Another thing to consider, and most people never think of this or may disagree, but in my experience, the things you do to improve your balance sheet are the things that will drive your earnings. Increasing inventory turns is a good example here. In order for both inventory turns and customer service numbers to both rise you need good quality, lower costs and shorter lead times. Shorter lead times will drive sales growth by gaining market share etc. All of these results of course will increase your earnings.
In addition, you want to give the senior team a chance to make their bonus, or at least a good part of it every year, otherwise the bonus can become a disincentive. I’m not suggesting setting soft budgets here by the way. But if the economy, or your industry, goes into a recession after you have set the budget then even the best management team will be unable to reach the earnings budget. They can however always deliver more cash flow even in a down year.

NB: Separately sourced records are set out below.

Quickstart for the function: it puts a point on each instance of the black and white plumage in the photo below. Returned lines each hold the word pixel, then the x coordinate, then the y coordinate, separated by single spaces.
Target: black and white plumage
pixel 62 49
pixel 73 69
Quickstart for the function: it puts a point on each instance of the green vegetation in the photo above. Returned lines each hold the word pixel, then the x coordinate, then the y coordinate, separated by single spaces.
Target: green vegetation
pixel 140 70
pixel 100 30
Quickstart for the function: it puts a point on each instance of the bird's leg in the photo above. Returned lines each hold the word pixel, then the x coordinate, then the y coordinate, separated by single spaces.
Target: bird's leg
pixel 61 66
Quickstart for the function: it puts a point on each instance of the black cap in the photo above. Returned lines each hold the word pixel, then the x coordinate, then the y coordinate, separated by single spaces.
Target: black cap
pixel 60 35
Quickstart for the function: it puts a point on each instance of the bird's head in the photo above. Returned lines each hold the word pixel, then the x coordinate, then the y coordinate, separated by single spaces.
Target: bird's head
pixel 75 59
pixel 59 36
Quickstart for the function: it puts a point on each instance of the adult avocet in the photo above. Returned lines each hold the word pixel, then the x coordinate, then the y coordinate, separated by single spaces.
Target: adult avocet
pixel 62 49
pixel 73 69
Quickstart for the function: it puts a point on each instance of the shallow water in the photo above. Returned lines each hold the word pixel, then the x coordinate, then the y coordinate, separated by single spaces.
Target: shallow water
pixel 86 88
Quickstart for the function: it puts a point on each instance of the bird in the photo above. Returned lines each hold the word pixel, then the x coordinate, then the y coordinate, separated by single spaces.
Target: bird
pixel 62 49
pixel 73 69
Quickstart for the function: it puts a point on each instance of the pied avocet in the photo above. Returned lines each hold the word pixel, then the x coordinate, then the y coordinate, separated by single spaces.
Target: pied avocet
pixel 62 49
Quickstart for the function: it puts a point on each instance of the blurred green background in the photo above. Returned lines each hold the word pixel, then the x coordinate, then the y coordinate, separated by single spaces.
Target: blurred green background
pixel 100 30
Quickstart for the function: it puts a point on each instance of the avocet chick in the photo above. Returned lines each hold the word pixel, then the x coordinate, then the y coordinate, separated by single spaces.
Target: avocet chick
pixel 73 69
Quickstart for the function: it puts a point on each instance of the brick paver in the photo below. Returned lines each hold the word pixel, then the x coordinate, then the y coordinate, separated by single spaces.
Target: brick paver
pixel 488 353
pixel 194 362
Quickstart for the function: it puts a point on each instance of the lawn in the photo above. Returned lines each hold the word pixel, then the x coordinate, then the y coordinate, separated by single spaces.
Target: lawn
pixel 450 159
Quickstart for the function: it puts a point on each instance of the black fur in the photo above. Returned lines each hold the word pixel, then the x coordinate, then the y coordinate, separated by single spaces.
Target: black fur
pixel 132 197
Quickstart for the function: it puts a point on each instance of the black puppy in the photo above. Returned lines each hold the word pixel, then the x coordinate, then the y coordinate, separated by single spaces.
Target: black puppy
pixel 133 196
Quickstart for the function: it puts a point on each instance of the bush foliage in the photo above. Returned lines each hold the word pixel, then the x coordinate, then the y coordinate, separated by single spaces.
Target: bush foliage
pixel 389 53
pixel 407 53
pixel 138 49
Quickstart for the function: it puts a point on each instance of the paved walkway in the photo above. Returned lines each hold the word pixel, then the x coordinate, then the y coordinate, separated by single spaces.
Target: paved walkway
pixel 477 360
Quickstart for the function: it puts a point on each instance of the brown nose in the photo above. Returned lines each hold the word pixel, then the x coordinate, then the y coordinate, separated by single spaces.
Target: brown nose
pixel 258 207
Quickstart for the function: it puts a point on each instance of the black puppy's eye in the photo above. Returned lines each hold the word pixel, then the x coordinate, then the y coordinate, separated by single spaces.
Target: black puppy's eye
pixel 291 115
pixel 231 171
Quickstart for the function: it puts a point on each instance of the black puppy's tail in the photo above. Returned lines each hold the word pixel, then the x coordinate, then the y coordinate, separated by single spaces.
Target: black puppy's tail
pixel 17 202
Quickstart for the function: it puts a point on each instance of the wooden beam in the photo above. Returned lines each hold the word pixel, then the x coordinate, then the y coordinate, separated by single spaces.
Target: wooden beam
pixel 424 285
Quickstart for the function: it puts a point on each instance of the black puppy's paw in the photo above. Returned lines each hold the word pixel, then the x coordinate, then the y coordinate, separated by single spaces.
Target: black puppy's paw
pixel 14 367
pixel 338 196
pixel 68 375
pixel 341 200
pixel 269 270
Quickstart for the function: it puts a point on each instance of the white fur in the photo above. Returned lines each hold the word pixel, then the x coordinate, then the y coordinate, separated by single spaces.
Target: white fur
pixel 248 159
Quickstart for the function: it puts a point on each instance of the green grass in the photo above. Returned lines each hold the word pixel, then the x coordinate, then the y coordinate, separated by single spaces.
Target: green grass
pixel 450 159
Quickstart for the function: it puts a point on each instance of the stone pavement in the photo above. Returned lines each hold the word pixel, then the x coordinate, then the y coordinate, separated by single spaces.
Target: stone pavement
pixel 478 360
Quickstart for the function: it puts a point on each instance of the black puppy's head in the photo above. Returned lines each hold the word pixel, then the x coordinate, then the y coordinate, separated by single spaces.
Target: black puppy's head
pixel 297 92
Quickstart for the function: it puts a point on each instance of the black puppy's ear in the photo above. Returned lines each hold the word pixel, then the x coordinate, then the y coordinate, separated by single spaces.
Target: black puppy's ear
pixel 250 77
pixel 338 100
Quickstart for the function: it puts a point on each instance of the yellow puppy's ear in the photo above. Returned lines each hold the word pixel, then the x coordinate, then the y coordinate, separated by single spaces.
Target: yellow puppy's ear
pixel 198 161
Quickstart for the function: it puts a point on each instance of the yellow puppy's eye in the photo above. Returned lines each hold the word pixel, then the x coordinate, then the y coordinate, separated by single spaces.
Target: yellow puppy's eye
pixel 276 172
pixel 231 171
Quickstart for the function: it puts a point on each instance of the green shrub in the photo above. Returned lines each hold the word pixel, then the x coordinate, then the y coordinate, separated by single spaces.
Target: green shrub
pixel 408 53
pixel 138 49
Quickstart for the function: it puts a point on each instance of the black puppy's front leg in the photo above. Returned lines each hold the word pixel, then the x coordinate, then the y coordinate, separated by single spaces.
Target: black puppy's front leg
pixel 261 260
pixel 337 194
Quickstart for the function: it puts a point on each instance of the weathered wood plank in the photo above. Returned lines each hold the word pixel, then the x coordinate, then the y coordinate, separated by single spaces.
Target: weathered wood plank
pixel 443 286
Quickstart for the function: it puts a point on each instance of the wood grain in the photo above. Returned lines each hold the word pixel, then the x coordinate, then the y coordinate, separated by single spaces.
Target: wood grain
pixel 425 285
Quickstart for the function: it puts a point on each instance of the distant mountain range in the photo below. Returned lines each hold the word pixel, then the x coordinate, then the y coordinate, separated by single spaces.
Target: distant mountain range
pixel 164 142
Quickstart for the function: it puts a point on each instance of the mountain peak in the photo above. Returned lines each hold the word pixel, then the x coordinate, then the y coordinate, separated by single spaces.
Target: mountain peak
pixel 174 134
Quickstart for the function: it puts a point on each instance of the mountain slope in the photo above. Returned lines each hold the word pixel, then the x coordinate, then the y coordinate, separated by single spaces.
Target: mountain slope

So what I have found to be the best formula for a management team bonus of a company implementing lean is:
|Working capital turns||=||40%|
The working capital turns in this formula need to be based on the 12-month moving average to prevent doing stupid things in the last month of the year. Likewise, the strategic targets should not be easy layups but things that will really move the company forward and there should not be too many of them (4-5 is a good target). Each senior manager might have a different bonus percentage as a target. For example, the VP of sales target is 40% of base pay and the VP Human resources is 25%. In order to encourage teamwork, there should be no individual component as mentioned above. Every member of the team gets paid based on how the whole team does. If the result is 85% of the target then everyone is paid 85% x their individual target percentage.
You can take care of individual performance in how you set their pay increase, how you award new stock options or how you determine what their bonus percentage is. Encouraging the senior management to act like a real team, where their teamwork is evident to every employee, is essential for a lean turnaround to be successful. Don’t do anything to pit them against each other even in subtle ways.
There are many different ways to incentivize people. In my experience, the approach above works very well for companies doing a lean turnaround. I’m sure there could be even better ways which I would love to hear about. These are only my suggestions. I hope they help but I think everyone should do what they feel is best for their own situation.